À ma naissance, mes parents avaient tous les deux quinze ans. Ma mère est morte un an plus tard, et Jules a dû m’élever tout seul. Ça ne l’a pas rendu plus mûr que n’importe quel garçon de vingt-six ans. Lorsqu’on passait à la radio une chanson qu’il aimait, il en tombait par terre, se tordait de plaisir et semblait presque à l’agonie. Pour se rendre intéressant, il racontait toujours aux gens qu’il était daltonien. Il n’avait pas l’allure d’un père, plutôt celle d’un adolescent, avec ses yeux bleus et ses cheveux blond foncé qui rebiquaient dans tous les sens et gardaient parfois la forme du chapeau qu’il venait de porter. Je le considérais comme mon meilleur ami, un peu comme si nous avions presque le même âge.

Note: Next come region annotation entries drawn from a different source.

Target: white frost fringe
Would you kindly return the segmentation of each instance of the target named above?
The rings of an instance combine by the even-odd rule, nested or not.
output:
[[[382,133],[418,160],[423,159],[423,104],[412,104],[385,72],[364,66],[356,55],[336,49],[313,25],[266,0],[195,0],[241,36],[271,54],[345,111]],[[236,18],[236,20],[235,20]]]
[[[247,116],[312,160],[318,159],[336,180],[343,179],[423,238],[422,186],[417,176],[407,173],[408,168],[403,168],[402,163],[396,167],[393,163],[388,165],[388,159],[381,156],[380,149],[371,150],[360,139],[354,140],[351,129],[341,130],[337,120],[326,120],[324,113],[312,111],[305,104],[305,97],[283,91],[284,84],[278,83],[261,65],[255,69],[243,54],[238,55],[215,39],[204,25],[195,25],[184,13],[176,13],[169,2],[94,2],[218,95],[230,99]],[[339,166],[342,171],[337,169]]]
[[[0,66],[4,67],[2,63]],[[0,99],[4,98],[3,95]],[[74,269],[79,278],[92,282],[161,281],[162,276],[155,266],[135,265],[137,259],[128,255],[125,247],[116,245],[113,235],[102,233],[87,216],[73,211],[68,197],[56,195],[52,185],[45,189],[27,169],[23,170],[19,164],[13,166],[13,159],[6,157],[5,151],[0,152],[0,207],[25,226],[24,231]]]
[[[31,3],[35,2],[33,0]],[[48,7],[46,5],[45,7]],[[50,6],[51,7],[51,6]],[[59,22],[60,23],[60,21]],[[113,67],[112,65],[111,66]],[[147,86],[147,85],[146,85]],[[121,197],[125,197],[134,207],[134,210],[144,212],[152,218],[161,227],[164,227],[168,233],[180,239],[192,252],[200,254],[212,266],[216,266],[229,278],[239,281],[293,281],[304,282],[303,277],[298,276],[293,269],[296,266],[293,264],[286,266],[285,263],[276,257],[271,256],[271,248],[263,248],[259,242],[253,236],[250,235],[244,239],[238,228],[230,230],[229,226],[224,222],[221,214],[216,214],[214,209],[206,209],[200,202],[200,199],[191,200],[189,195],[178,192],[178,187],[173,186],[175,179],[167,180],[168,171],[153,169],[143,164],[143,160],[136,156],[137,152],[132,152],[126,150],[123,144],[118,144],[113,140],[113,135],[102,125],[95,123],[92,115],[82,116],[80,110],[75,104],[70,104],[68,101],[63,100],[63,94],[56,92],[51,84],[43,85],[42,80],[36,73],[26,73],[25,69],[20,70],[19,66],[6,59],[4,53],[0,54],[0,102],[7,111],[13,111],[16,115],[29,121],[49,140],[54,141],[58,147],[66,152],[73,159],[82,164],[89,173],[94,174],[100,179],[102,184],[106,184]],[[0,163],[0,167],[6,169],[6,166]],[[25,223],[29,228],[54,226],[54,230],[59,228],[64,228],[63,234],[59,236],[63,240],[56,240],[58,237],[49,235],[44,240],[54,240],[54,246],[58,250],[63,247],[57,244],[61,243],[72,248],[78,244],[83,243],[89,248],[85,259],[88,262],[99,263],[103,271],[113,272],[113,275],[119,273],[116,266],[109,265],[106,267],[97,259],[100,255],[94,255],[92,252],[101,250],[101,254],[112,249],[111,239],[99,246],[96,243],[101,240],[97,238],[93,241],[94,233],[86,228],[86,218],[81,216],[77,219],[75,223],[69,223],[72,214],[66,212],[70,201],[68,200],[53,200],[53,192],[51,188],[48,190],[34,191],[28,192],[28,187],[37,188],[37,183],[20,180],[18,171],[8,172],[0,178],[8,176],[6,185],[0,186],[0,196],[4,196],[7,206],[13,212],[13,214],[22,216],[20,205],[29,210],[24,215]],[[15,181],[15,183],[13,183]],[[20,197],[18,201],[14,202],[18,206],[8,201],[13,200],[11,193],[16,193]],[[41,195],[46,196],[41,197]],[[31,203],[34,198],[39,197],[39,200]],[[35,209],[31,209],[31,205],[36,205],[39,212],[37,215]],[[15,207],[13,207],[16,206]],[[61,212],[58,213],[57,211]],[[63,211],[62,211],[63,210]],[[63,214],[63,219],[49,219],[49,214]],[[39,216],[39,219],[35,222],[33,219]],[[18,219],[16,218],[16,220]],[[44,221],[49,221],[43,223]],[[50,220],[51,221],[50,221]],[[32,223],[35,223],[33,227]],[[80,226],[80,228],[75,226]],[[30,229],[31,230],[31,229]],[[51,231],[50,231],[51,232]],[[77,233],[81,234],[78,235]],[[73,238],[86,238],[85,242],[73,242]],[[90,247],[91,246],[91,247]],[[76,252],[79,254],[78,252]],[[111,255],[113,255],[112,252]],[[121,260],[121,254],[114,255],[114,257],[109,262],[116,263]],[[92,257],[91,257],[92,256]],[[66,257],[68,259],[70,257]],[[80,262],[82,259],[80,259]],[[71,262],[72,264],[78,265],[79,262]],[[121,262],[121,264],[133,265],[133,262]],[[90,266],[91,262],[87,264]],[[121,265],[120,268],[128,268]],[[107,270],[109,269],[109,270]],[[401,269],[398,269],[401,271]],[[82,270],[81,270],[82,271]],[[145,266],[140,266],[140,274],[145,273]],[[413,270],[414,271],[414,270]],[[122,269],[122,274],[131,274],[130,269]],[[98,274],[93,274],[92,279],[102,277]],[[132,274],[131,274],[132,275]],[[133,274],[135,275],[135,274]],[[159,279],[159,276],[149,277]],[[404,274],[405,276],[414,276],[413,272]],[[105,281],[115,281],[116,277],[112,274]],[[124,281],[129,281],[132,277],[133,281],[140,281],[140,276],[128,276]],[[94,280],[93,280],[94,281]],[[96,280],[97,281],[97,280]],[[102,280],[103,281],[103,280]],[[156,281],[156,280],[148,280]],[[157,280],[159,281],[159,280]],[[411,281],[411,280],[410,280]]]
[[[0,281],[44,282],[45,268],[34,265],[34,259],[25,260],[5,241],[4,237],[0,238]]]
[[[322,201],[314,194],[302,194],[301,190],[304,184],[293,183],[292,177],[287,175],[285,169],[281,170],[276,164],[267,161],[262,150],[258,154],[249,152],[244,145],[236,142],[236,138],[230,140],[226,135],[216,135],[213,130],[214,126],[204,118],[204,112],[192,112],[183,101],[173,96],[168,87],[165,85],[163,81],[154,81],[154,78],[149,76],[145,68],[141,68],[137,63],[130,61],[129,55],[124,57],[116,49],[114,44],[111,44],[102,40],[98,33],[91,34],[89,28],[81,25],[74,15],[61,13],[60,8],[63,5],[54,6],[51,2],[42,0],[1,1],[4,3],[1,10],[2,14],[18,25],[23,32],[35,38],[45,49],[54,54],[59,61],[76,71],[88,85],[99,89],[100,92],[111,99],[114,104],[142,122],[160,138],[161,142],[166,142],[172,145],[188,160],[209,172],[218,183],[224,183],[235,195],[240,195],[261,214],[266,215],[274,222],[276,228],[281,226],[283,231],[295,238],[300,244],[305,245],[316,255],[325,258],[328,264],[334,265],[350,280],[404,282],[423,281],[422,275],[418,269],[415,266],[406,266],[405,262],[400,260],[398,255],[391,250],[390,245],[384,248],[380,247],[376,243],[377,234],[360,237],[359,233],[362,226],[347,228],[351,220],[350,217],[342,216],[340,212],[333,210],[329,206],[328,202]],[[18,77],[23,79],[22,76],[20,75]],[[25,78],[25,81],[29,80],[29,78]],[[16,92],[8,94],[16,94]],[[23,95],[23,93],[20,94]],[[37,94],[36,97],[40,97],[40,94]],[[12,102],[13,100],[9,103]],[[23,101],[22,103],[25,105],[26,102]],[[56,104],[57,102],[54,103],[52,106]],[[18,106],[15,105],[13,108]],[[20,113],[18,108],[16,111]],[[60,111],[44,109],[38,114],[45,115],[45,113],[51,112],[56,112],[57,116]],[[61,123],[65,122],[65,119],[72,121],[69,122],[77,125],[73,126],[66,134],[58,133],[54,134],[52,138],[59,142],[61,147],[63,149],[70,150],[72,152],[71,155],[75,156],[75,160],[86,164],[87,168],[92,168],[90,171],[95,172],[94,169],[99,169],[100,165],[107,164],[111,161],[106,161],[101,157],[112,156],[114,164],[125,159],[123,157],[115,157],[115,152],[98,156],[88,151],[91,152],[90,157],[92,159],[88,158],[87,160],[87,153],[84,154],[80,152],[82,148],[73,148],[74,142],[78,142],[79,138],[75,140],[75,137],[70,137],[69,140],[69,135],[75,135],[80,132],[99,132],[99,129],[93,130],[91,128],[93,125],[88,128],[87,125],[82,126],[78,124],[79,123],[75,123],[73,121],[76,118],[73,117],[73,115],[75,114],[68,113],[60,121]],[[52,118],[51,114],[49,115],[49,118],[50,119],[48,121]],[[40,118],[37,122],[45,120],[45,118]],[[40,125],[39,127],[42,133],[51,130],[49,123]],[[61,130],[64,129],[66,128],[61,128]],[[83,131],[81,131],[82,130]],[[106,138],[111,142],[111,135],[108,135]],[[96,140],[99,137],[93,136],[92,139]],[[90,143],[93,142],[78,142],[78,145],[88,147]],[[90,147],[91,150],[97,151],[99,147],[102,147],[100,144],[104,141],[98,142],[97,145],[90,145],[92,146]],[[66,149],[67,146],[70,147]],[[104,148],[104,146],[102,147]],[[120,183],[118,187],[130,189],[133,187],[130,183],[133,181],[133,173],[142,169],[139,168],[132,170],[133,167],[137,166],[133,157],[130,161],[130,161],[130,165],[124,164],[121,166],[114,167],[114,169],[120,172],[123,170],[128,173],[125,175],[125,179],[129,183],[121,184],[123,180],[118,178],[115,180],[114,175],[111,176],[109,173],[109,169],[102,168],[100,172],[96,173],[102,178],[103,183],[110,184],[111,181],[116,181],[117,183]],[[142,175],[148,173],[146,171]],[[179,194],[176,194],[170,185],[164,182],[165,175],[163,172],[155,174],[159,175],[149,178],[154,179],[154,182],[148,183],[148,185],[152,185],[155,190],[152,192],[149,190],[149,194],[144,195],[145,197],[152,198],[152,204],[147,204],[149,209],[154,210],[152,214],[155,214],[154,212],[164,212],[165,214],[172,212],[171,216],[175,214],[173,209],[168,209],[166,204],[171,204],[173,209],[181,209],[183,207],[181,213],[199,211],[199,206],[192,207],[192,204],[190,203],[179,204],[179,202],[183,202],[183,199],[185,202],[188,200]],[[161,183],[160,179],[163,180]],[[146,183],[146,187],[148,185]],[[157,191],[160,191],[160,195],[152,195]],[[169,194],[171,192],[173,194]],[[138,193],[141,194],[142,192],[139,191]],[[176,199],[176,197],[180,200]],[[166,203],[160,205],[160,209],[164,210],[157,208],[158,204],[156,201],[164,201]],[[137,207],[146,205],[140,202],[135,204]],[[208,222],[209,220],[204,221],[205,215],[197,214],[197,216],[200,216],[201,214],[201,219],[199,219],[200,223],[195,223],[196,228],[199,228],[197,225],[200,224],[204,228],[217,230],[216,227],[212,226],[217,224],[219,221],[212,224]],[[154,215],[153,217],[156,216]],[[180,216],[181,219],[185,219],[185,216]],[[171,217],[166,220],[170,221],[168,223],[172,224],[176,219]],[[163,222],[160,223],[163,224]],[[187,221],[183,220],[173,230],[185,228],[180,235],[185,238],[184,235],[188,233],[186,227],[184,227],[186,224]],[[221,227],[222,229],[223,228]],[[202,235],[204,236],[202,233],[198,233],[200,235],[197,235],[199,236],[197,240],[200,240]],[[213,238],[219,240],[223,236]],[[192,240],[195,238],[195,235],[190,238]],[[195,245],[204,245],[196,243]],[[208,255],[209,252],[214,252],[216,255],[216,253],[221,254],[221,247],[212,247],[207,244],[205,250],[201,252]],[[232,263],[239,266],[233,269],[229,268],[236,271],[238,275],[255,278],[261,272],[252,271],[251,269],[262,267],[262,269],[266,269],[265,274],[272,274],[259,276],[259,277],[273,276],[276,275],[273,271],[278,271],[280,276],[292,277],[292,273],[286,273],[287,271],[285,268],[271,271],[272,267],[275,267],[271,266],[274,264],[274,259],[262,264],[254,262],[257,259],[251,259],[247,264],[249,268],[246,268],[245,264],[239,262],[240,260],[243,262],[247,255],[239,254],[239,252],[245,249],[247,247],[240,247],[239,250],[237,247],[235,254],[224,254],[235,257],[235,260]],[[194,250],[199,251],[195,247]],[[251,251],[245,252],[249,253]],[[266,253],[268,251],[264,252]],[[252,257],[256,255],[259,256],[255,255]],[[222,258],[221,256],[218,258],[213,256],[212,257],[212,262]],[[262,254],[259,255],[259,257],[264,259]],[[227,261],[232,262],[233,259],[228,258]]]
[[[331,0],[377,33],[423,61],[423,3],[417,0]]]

S’ils avaient été adultes, mes parents ne m’auraient sans doute pas appelée Baby. Les boutiques de la rue Sainte-Catherine devant lesquelles je traînais Jules exposaient toujours en vitrine des colliers en or et des pendentifs avec « Baby » gravé dessus. J’avais aussi un coup au coeur chaque fois que j’entendais ce mot dans une chanson. J’adorais voir l’expression désarçonnée des gens quand Jules et moi on leur expliquait que ce n’était pas un surnom. Il y avait une certaine ironie dans ce prénom : il ne faisait pas de vous quelqu’un d’innocent, mais au contraire quelqu’un de cool, de merveilleux. J’étais encore une gamine, et il me tardait de grandir pour voir ce que donnerait une « Baby » adulte. J’avais les cheveux blonds et j’étais maigre comme un clou, mais Lester, l’ami de Jules, affirmait qu’un jour je serais une femme fatale.

En attendant, avoir un père gamin, ça voulait dire qu’il fallait faire ses paquets en une heure pour échapper à un type de vingt-deux ans venu d’Oshawa, qui allait être en pétard parce que vous aviez revendu ses guitares.

Quoique minuscule, la salle de bains de notre nouvel appartement contenait quand même une petite baignoire bleue. Ça tombait bien, parce que Jules prétendait que, s’il voulait rester en forme, il devait passer au moins une heure par jour dans un bain chaud. Un porte-savon en verre, qui représentait un coquillage, était resté sur le rebord, et on y avait abandonné des faux ongles. On aurait dit des pétales tombés d’une fleur. C’était curieux de penser que quelqu’un avait habité cet appartement à peine quelques heures plus tôt et que, maintenant, on y était chez nous.

Au rez-de-chaussée, juste au-dessous, il y avait un restaurant et, si on avait voulu, on aurait pu tendre la main par la fenêtre pour dévisser une ampoule de l’enseigne lumineuse. Jules est descendu en vitesse nous chercher des hot dogs et des frites.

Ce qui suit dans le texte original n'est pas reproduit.